Thank-you everyone for your support during my meltdown phase. I know that I shall have more meltdowns, as they are a natural part of this process. I was actually getting concerned that I had not had one. They are like earthquakes, if you don’t have smaller ones for a while, you end up with a big one. I had a small meltdown during the first chemo treatment, but it wasn’t the ‘big one’ that I knew I had coming. Sunday night was much more of a big meltdown.
I’m highly aware of my emotional state and generally doing what I can to avoid depression. I know that depression is often a ‘normal’ part of a cancer diagnosis. I’ve suffered from depression before, so I know what it feels like, but also, have a sense of when I need to ask for help (or at least I think I do). I know that if I don’t re-bound, then I need to consider anti-depressants – but I’m hoping to avoid that. Shorts bouts of meltdown and crying are OK and even healthy – but if I cannot recover from them, then I know I need help.

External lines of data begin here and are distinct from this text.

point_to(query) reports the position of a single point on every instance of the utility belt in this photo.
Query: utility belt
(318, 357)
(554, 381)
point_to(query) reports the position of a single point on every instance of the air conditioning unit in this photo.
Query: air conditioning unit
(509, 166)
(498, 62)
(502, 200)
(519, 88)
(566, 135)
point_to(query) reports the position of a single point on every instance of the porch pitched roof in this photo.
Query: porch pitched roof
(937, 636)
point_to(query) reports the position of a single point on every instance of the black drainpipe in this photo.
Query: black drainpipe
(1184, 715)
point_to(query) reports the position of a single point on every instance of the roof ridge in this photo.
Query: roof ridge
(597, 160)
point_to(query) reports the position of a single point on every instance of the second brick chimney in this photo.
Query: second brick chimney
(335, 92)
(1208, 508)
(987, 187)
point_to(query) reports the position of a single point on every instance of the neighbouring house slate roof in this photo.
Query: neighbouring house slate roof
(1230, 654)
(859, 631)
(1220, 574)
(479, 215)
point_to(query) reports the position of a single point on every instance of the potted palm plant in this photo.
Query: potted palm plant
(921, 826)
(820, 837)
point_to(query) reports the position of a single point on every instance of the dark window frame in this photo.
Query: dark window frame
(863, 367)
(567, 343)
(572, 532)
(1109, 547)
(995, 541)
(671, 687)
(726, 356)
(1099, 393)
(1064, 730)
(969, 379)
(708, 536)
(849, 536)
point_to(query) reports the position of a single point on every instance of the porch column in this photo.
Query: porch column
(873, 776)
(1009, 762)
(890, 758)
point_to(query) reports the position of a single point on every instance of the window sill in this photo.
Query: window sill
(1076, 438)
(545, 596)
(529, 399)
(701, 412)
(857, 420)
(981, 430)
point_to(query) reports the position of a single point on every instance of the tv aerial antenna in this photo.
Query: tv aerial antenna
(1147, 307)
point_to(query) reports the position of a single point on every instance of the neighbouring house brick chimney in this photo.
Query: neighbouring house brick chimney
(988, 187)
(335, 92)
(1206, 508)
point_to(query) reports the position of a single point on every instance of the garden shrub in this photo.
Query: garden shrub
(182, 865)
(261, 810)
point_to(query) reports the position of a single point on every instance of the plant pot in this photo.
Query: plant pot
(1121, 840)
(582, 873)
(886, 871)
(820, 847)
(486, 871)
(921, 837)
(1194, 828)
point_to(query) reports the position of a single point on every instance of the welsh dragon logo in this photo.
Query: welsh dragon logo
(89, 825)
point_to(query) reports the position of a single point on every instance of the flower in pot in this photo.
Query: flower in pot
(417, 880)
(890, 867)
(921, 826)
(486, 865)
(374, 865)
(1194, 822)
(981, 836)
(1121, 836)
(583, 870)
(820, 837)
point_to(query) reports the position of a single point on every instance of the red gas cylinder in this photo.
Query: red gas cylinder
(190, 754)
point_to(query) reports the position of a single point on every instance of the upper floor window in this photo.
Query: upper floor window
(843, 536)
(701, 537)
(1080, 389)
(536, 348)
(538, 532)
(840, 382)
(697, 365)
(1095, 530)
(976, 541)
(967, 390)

I will try to avoid anti-depressant medication if I can, but if I feel the need I’m also not opposed to taking it. It just adds one more thing to my list, and unlike most of my current medications, anti-depressants are not “as needed”, rather they require a regular regime with severe side effects for missed / late doses.
After dropping Scott off at the airport for his business trip yesterday morning, Mom and I went for a nice drive along the California coast (Pacifica to Half Moon Bay), stopped for lunch at the Ritz Carleton Half Moon Bay (a bit disappointing, so we won’t repeat that but it was still a nice visit with Mom), and then home along Skyline Boulevard (top of the Santa Cruz Mountain Range). It was nice to take a day off and do some touristy type stuff.
Today I have a dermatologist appointment (follow up from the emergency visit the other day). I’m happy to report that after a day of treatment with creams, my hands are almost completely recovered, with barely a sign of the initial blisters!
With the improvements, I’m going to go for a short bike ride this morning. I’m NOT going to overdo it. I will take out my recumbent so there is little pressure on my hands. I need the cardio in order to stay sane.
I should be on my “low” right now from a blood count level. I don’t actually feel that tired – I’m actually feeling remarkably well. I’m waiting for the ‘brick to drop’ in that some people experience bone pain when the chemo wears off and the neulesta (white blood cell booster) suddenly kicks in. So far, crossing fingers, I’m good.